# Handy Menüprogrammierung



## Krauthammer (25. Okt 2004)

Hallo liebe Programmierer. 

ich habe ein Samsung SGH-E800 und habe vor die Menüführung umzuprogrammieren. Das Hauptmenü beim E-800 ist so wie in den meisten Handys auf einer Seite angeordnet, also wenn man auf Menü drückt, dann erscheint alles übersichtlich auf einer Seite und das will ich ändern in einer Menüführung wie beim SGH-E700. Wenn man auf Menü drückt dann blättert man mit schönen Hintergrundbildern.
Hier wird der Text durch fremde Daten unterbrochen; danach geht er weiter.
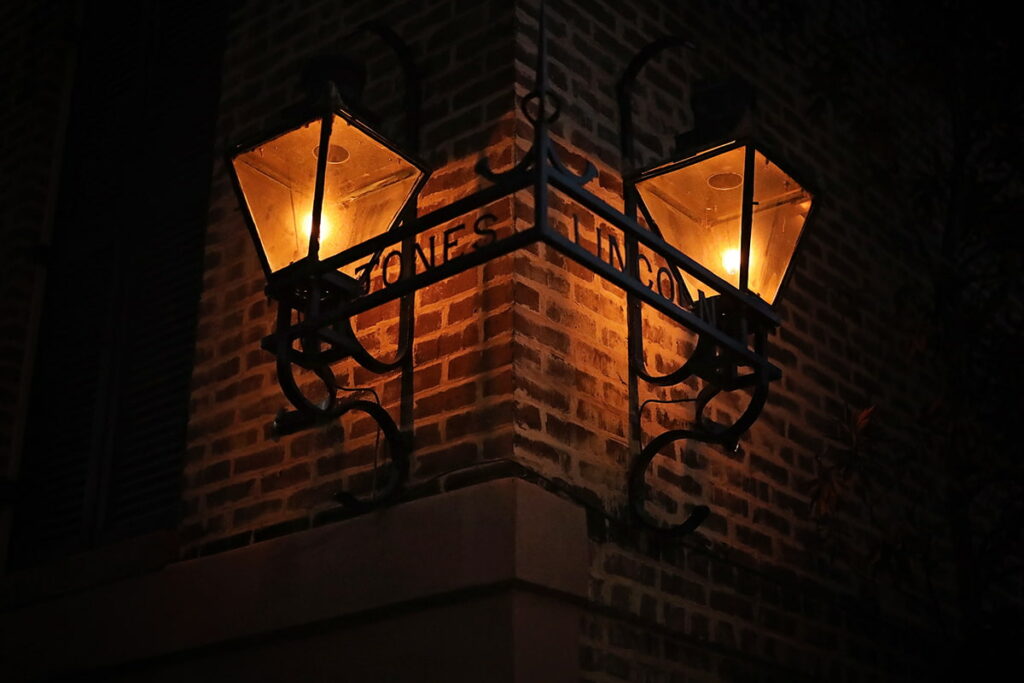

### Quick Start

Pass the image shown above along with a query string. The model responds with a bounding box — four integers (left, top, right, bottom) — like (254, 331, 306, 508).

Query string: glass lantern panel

(749, 151, 811, 304)
(636, 146, 747, 299)
(232, 119, 323, 273)
(320, 114, 424, 278)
Ich dachte mir zuerst durch modden die Handysoftware zu verschönern aber so einfach ist es nicht. In manchen Foren las ich das es nur mit Borland möglich wäre. 
Ich habe alle Programme von Java Sun, einschließlich das Java SDK fürs E-800. Nun kommen trotzdem Zweifel auf, ob ich damit nur Spiele programmieren kann oder die ganze Software fürs Handy. Gibt es eine Möglichkeit die Firmware (*.cla und *.tfs) umzuprogrammieren? Oder muß ich die Software komplett umprogrammieren? 
Ich brauche keine Anleitung wie ich programmieren soll, sondern nur ein Anhaltspunkt mit welcher Programmiersoftware ich hier anfangen soll. Welche gängige Programmiersprache wird für Handys verwendet? Java für Spiele ist mir klar aber für Interfaces? Danke für Eure Antworten.


----------



## Stefan1200 (25. Okt 2004)

Die Firmware vom Handy kannst du *nicht* mit Java umprogrammieren.
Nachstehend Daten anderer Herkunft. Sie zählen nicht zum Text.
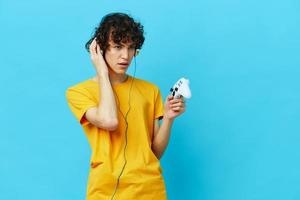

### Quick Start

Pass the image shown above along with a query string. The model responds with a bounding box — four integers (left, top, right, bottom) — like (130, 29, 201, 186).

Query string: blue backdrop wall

(1, 0, 300, 199)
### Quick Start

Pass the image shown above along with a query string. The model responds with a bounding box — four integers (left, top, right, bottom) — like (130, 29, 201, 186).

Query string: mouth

(118, 63, 129, 68)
Habe mal diesen Beitrag ins Java 2 MicroEdition Forum verschoben.


----------



## Guest (25. Okt 2004)

Stefan1200 hat gesagt.:
			
		

> Die Firmware vom Handy kannst du *nicht* mit Java umprogrammieren.
> 
> Habe mal diesen Beitrag ins Java 2 MicroEdition Forum verschoben.



Danke Stefan. Aber ich würde gerne wissen, mit welchem Compiler Handyfirmwares geschrieben werden. Ist es C++ oder Delphi oder ....


----------



## 0xdeadbeef (25. Okt 2004)

Großteils in C oder C++ würde ich mal sagen. Wobei einige Handy ein gekauftes Mini-Betriebssystem haben, auf dem die herstellerspezifische Firmware aufbaut. Teile des Betriebssystems werden vermutlich direkt in ASM geschrieben sein.

Weil es aber so oder so keinen Quellcode zu Handy-Firmware gibt, bleibt nur der Weg der Disassemblierung des gesamtes Flashroms. Wenn man Geduld und etwas Ahnung hat, kann man da sicher "kleinere" Sachen wie die Bindung an eine bestimmte SIM-Card o.ä. aushebeln. Wobei man selbst dann schätzungsweise den Checksum-Algorithmus finden und entweder auf die eine oder andere Art umgehen muß. Eine größere Änderung - und eine Änderung des Menüs würde ich in diesem Kontext bereits als solche betrachten - wäre aber selbst für Profis ein größeres Projekt.

Also vergiß es einfach schnell wieder. 

Vielleicht gibt es ja irgendwann mal Handys deren Oberfläche tatsächlich komplett in Java geschrieben ist (einfacheres Branding usw.). Aber selbst dann werden sich die Hersteller sicher was einfallen lassen, daß man die Oberfläche nicht so leicht ändern kann.


----------



## Krauthammer (25. Okt 2004)

Vielen Dank für Deine ausführliche Antwort. Das kann ich dann wohl vergessen. Schade. Um das Unlocken geht es mir nicht. Das ist recht simpel. Manchmal reicht schon flashen oder den Bootloader tauschen. Dann muß ich mir einfallen lassen, wie ich zumindest eine Picturetable aus der Firmware heraushole. Ich habe ein Hexfile der Firmware und die *.cla und *.tfs Datei. Da werde ich ein bischen rumtüffteln. 
Ich bedanke mich nochmals für Deine kompetente Antwort.


----------